Güngör: Sprache ist kein Eigentum. Es kommt immer darauf an, wie man sich in Beziehung zu neuen sprachlichen Strömungen setzt. Die Spannbreite liegt hier zwischen kultureller Aneignung bis zu einem respektvollen Ansatz des sozialen Miteinanders über ethnische Grenzen hinweg. Es kommt dabei immer auf den Kontext der Aneignung an. Ein gutes Beispiel ist hier der weiße Rapper Curse, für den dieses Sprechen Teil seiner eigenen Lebensrealität ist. Dieses multilinguale Sprechen ist kein randständiges Phänomen mehr, sondern die prägende Jugendsprache. Hier wird grundlegend deutlich, dass das neue Normal eine multilinguale Realität in Almanya ist. Dies bringt auch die Vorstellung einer homogenen nationalen Identität ins Wanken. Die postmigrantische HipHop-Geschichte umfasst weiße bürgerliche Rapper genauso wie die Kinder und Enkelkinder der Gastarbeiter oder auch geflüchtete Menschen. Das macht für mich den inklusiven Charakter des HipHop aus und zeigt zudem, dass Deutschland endgültig zu einem Einwanderungsland geworden ist. Wichtig ist aber auch, zu erkennen, dass diese Geschichte auch Brüche und Widersprüche aufweist, wie Themen wie Sexismus und Rassismus zeigen.

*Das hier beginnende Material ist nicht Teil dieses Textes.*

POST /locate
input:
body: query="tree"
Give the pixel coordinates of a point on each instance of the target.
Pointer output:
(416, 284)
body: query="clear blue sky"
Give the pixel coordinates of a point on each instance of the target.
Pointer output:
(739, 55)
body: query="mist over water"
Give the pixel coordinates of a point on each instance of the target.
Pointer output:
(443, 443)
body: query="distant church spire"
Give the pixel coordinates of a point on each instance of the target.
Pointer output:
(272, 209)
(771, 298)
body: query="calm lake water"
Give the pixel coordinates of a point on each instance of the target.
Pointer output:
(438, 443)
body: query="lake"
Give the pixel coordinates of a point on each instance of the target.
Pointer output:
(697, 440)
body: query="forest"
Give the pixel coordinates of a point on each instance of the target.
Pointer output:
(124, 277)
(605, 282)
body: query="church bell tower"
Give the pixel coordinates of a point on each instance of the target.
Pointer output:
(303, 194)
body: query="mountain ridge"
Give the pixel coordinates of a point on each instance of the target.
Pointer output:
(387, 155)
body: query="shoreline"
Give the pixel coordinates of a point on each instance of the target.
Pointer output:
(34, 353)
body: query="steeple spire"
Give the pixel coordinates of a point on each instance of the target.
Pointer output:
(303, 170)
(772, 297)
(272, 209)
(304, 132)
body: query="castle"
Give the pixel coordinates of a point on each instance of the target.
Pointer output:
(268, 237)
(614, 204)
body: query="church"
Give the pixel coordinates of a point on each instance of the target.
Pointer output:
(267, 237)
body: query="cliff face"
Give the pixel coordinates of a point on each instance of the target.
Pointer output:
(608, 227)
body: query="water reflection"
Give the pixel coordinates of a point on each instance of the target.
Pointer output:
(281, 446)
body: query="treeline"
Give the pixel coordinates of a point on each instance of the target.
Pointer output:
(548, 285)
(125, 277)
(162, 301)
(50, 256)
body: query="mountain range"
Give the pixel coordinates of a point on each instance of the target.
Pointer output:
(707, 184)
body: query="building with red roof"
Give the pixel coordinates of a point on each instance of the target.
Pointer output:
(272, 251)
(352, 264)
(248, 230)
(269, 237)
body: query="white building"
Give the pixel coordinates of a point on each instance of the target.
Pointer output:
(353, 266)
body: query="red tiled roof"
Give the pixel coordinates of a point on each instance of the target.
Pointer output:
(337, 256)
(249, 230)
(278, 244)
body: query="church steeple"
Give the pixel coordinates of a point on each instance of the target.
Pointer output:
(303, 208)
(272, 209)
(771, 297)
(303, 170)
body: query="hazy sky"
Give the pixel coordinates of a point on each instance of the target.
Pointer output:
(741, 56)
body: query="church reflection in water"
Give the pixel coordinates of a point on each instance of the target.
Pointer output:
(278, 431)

Wie beurteilen Sie die Perspektiven des HipHop in Deutschland?
Loh: HipHop war und ist kein friedvolles Happyland, aber es ist eine Kultur des Dialogs und auch weiter eine Möglichkeit, um auf sich und die eigenen Positionen aufmerksam zu machen. Die Rapper reflektieren die aktuelle Situation und entwickeln sich durch den Dialog weiter. Es gibt immer wieder neue Fragestellungen, wenn zum Beispiel non-binäre Personen oder junge Frauen Teil der Szene werden und ihren Finger in offene Wunden legen. Auch die „MeToo“-Bewegung sorgte dafür, dass Sexismus im Rap nicht mehr durchgewunken wurde. Diese wichtigen Entwicklungen der letzten Zeit wurden oft von Frauen angestoßen. Gerade das Schreiben über Rap war oft auch ein männliches Schreiben, das meist unkritisch daherkam. Diese Leerstelle wird derzeit selbstbewusst von Frauen übernommen, die kritische Lernprozesse im Rap anstoßen. Und das ist etwas, das HipHop groß macht und zeigt, welches Potenzial darin steckt.
Welche Bedeutung hat eine Stadt wie Köln für den HipHop?

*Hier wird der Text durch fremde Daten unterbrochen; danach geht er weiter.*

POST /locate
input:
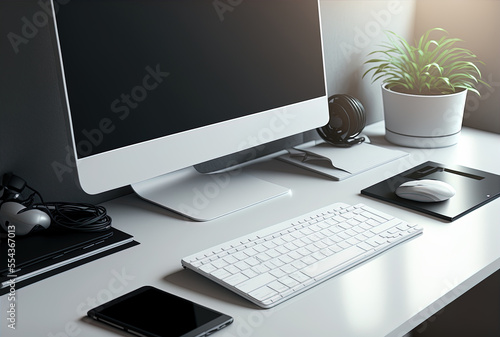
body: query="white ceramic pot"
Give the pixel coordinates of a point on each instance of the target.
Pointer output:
(423, 121)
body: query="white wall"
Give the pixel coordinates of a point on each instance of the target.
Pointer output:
(352, 29)
(478, 24)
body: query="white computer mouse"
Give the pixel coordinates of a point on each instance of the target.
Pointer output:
(425, 190)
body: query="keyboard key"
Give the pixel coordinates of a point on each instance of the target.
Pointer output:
(332, 261)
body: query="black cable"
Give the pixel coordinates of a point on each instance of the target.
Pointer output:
(75, 216)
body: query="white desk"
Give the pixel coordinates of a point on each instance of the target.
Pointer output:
(388, 295)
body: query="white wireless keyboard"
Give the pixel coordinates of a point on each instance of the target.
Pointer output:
(270, 266)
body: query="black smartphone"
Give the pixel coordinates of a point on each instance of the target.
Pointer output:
(148, 311)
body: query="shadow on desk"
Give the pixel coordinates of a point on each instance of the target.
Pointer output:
(475, 313)
(190, 280)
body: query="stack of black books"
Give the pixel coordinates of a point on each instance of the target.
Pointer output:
(27, 259)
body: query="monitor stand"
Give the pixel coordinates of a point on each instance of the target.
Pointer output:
(204, 197)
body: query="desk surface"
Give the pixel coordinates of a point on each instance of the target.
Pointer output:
(388, 295)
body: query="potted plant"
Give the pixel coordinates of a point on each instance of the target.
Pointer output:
(424, 88)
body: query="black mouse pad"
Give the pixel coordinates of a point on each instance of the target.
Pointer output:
(474, 188)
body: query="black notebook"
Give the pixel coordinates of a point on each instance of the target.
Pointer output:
(25, 259)
(474, 188)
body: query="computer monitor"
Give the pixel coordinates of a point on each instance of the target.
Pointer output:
(153, 87)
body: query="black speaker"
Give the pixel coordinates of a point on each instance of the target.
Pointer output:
(347, 120)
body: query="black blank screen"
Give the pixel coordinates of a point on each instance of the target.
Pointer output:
(159, 313)
(210, 64)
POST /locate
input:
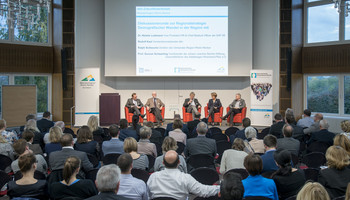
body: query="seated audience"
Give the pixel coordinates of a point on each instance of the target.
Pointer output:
(114, 145)
(55, 135)
(130, 187)
(288, 142)
(107, 183)
(86, 143)
(255, 184)
(177, 133)
(44, 124)
(276, 128)
(254, 145)
(313, 191)
(70, 186)
(337, 176)
(233, 158)
(28, 187)
(173, 183)
(169, 143)
(231, 187)
(125, 132)
(21, 148)
(9, 136)
(288, 180)
(140, 161)
(58, 158)
(29, 137)
(144, 146)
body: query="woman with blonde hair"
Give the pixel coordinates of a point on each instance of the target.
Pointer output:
(337, 176)
(169, 143)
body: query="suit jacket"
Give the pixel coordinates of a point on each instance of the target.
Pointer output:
(130, 103)
(200, 145)
(195, 102)
(150, 103)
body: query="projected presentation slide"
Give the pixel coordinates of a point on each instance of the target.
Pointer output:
(182, 41)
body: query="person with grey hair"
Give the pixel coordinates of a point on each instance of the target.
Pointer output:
(323, 135)
(107, 183)
(144, 146)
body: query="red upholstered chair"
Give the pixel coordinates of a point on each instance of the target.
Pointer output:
(216, 115)
(128, 115)
(151, 117)
(238, 117)
(187, 117)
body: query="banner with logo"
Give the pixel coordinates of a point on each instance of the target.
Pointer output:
(261, 97)
(87, 91)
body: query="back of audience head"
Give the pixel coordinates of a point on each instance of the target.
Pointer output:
(313, 191)
(107, 178)
(145, 132)
(124, 162)
(231, 187)
(253, 164)
(337, 158)
(71, 167)
(130, 145)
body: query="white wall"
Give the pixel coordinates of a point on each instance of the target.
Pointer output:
(89, 52)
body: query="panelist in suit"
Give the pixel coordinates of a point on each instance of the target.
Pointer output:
(134, 104)
(192, 105)
(235, 108)
(214, 106)
(154, 105)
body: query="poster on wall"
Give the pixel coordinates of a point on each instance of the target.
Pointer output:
(261, 88)
(87, 91)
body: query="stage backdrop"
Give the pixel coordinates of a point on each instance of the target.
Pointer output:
(87, 91)
(261, 97)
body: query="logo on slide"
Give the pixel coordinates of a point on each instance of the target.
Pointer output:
(88, 78)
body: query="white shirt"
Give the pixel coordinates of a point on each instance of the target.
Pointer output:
(178, 185)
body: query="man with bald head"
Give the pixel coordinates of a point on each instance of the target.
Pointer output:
(173, 183)
(154, 105)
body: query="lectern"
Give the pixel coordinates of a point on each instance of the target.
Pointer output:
(109, 108)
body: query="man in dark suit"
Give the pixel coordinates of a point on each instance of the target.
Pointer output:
(134, 104)
(276, 128)
(45, 123)
(58, 158)
(192, 104)
(235, 107)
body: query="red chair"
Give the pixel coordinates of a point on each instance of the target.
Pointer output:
(238, 117)
(187, 117)
(216, 115)
(151, 117)
(128, 115)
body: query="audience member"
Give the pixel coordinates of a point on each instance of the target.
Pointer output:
(140, 161)
(173, 183)
(70, 186)
(130, 187)
(144, 146)
(255, 184)
(114, 145)
(44, 124)
(231, 187)
(288, 180)
(313, 191)
(233, 158)
(21, 148)
(337, 176)
(177, 133)
(58, 158)
(169, 143)
(288, 142)
(27, 187)
(107, 183)
(276, 128)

Loh: Köln war in den 60er und 70er Jahren ein Epizentrum für die migrantische Musik. So entstand das erste Independent-Label Türküola am Hansaring, die erste deutsche unabhängige Plattenfirma die türkische Musik produzierte und eigene Vertriebsstrukturen aufbaute. Türküola wurde dadurch zur Blaupause für die zahlreichen Rock-, Punk- und auch Rap-Lables, die sich später gründeten. Allerdings ist diese Geschichte im Mainstream immer noch nicht präsent. Wir wollen diese Leerstellen mit unserem Buch schließen und Verbindungslinien ziehen.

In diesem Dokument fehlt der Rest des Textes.